Es lo que ocurre cuando diferentes partes de ti quieren cosas distintas.
Una parte tuya genuinamente quiere cambiar. Otra parte tiene miedo de lo que ese cambio podría costar. Y esa segunda parte ha aprendido, a través de mucha experiencia, que su trabajo es mantenerte a salvo, incluso si «a salvo» significa seguir estancada.
La terapia IFS se construye precisamente sobre este reconocimiento. Los conflictos que sientes no son señales de que algo está roto. Son señales de que tu mundo interior está haciendo exactamente lo que fue diseñado para hacer.
El autosabotaje generalmente no es falta de voluntad. Es una señal de que diferentes partes de ti tienen objetivos en conflicto. Una parte quiere cambiar mientras otra intenta protegerte del riesgo o del dolor. La terapia IFS te ayuda a entender estos conflictos internos y a trabajar con cada parte, en lugar de luchar contra ti misma, para que el cambio real sea posible.

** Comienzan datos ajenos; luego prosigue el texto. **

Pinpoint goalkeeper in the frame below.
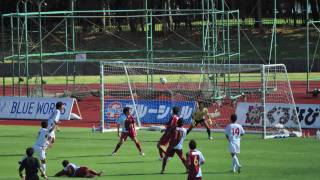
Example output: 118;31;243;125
187;101;212;140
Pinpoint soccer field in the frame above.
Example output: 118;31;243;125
0;126;320;180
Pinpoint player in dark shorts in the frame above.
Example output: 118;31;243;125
186;140;205;180
55;160;102;178
157;106;180;160
112;107;144;156
19;147;48;180
160;118;187;174
187;101;212;140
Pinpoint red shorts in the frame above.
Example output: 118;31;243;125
167;148;183;157
120;131;137;141
75;166;89;177
159;132;170;146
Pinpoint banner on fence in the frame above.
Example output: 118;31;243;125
105;100;195;124
236;103;320;128
0;97;78;120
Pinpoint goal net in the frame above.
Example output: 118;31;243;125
100;62;301;138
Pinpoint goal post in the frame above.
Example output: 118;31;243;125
261;64;302;139
100;62;301;139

Qué Es la Terapia IFS Y Por Qué Funciona Cuando Otros Enfoques No Lo Han Hecho
IFS son las siglas de Internal Family Systems, o Sistema Familiar Interno. Es un enfoque basado en evidencia desarrollado por el Dr. Richard Schwartz que parte de una premisa simple pero radical: tu mente está formada por múltiples partes, y cada una de ellas se desarrolló por una razón.

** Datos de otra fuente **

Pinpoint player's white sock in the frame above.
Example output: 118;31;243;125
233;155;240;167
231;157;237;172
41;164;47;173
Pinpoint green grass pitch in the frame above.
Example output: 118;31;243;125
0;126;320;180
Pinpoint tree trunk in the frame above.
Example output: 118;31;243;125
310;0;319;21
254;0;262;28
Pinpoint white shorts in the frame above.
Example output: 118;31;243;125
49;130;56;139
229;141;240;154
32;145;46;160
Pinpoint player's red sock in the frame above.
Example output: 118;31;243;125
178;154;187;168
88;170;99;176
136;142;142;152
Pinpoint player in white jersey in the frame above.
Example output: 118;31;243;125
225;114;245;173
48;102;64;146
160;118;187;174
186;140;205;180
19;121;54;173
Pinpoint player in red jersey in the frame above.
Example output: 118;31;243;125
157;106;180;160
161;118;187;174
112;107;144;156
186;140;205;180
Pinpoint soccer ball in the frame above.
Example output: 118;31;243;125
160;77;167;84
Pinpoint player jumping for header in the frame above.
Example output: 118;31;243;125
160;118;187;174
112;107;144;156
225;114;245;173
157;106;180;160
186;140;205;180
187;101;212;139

Está la parte ansiosa que escanea constantemente en busca de peligro. La parte crítica que te empuja a hacerlo mejor antes de que nadie más pueda criticarte. La parte complaciente que aprendió desde temprano que mantener a todos contentos era la forma más segura de moverse por el mundo. La parte que se desconecta emocionalmente cuando las cosas se intensifican demasiado. Y debajo de todas ellas, las partes que cargan con el dolor antiguo, la herida, la vergüenza, el duelo, que quedaron encerradas porque no había un lugar seguro donde ponerlas.
La mayoría de las terapias intenta gestionar, reducir o eliminar estas partes. La terapia IFS hace algo diferente: te ayuda a sentir curiosidad por ellas. ¿Qué están protegiendo? ¿Qué creen que ocurrirá si bajan la guardia? ¿Qué vivieron originalmente que las llevó a asumir estos roles?
Cuando las partes se sienten genuinamente comprendidas en lugar de combatidas, pueden empezar a suavizarse. Y cuando se suavizan, algo más se vuelve disponible: una parte más tranquila y clara de ti que la terapia IFS llama el Self. No una versión futura de ti. No alguien en quien tienes que convertirte. Algo que ya está ahí, debajo del ruido.
Completé mi certificación IFS Nivel 1 a través del IFS Institute en diciembre de 2025. Es el enfoque que más ha cambiado cómo escucho en sesión, y cómo entiendo lo que las personas están cargando.
La terapia IFS (Internal Family Systems) considera que tu mente está formada por diferentes partes, como la parte ansiosa, la parte crítica, o la parte que se desconecta emocionalmente. Cada parte se desarrolló para protegerte. La terapia IFS te ayuda a entender estas partes con curiosidad en lugar de con juicio, para que puedan soltar roles extremos y tú puedas sentirte más completa.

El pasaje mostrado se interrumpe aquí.